WebSphere Application Server & Liberty

JSR-352 (Java Batch) Post #84: The Multi-Server Batch Configuration – Bad, Bad Messages

By David Follis posted Wed April 01, 2020 07:54 AM

This post is part of a series delving into the details of the JSR-352 (Java Batch) specification. Each post examines a very specific part of the specification and looks at how it works and how you might use it in a real batch application.

To start at the beginning, follow the link to the first post.

The next post in the series is here.

This series is also available as a podcast on iTunesGoogle PlayStitcher, or use the link to the RSS feed

One more time – suppose we have a Liberty server configured as a batch dispatcher and another configured as an executor.  We use the REST interface to submit a job to the dispatcher who puts a message on the queue which the executor picks up.  Then….a bad thing happens.

Ok, it depends on the kind of bad thing.  Generally speaking if the message gets picked up and the job starts to run but something goes wrong then the job will be marked failed and the message is considered processed.

What’s that about the message being processed?  Ok, remember that for throttling to work the message is ‘being processed’ by the server the entire time the job is running.  Most things that can go wrong will result in the Job Repository being updated with the job marked as failed and the batch code will finish processing the message and all is well.

But.  There are some scenarios where bad things can happen along the way to executing the job, before the Job Repository is updated to know the job started dispatch, and an exception gets thrown clear out of the batch code and the message is unhandled.  What happens next depends how the messaging engine handles these cases and possibly how it is configured. 

Some messaging engines will handle a failure to process a message by just re-delivering it.  That’s really awesome if whatever went wrong was some transient thing and the jobs gets to run on the second try.  But what if the problem is in the message itself?  What if there’s just something, somehow, wrong with it? 

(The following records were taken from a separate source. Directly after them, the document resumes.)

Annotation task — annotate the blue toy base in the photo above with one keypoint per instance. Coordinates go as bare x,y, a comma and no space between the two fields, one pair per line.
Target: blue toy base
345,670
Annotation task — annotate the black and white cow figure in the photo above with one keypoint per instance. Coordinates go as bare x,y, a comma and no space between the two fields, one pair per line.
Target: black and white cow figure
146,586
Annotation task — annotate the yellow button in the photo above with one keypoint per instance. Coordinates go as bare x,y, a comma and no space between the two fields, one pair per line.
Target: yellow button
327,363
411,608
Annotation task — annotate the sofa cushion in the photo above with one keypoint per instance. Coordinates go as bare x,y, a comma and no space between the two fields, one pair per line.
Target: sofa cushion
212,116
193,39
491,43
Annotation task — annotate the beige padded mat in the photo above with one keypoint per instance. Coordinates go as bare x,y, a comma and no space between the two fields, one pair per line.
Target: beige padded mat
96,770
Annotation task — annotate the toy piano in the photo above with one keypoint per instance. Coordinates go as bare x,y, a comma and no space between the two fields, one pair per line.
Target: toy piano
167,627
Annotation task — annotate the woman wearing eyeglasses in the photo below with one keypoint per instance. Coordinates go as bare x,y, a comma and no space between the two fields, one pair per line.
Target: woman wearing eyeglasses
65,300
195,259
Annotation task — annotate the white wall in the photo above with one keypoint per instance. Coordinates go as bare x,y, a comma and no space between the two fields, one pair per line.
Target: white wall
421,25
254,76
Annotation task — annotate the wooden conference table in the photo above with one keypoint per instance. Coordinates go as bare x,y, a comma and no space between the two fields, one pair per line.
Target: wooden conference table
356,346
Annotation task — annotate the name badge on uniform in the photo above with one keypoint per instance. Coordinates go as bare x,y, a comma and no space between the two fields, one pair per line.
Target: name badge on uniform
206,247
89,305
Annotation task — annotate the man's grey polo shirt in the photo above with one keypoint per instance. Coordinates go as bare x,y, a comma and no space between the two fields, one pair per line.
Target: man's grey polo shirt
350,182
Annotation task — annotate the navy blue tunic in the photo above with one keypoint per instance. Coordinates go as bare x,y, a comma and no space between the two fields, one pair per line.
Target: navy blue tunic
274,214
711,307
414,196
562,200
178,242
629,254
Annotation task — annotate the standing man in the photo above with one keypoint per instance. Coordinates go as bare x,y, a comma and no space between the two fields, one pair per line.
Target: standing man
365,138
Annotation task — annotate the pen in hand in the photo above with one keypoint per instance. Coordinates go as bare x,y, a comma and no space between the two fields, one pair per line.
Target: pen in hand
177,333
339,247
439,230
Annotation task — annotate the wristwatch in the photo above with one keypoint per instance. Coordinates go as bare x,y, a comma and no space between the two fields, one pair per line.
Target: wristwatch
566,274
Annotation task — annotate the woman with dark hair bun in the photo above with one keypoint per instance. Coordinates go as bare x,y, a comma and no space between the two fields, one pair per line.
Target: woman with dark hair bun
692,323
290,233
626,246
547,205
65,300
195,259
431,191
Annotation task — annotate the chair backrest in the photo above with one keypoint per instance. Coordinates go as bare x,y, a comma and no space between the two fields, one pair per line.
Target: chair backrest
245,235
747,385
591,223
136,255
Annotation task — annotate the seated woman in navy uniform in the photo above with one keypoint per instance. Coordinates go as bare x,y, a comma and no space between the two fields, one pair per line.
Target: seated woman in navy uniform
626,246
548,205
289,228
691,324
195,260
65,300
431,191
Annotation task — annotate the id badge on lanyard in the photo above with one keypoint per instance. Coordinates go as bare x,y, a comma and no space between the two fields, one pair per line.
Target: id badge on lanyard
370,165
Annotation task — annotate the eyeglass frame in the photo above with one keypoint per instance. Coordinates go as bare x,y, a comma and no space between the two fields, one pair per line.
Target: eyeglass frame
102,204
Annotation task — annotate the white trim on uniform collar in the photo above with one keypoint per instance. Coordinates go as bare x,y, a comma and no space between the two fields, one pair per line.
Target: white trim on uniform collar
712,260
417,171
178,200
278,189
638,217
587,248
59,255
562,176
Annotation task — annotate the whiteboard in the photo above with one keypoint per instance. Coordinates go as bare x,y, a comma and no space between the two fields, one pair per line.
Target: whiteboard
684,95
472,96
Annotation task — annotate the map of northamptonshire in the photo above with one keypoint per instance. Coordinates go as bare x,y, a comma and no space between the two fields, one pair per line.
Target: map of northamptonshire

It may be possible to configure a backout threshold for the batch job queue in the messaging engine (such as MQ).  If it is possible, this tells the messaging engine how many times to attempt to re-deliver a message that failed being processed before giving up on it.  You can also specify a backout requeue queue where such bad messages get parked. 

This configuration of the messaging engine will prevent an endless loop of the server trying and failing to process the same bad message over and over.  Instead it will try a few times (backout threshold value) and then give up.  The message is handy in the backout requeue queue so you or your support organization can look at it to figure out what the fuss was all about.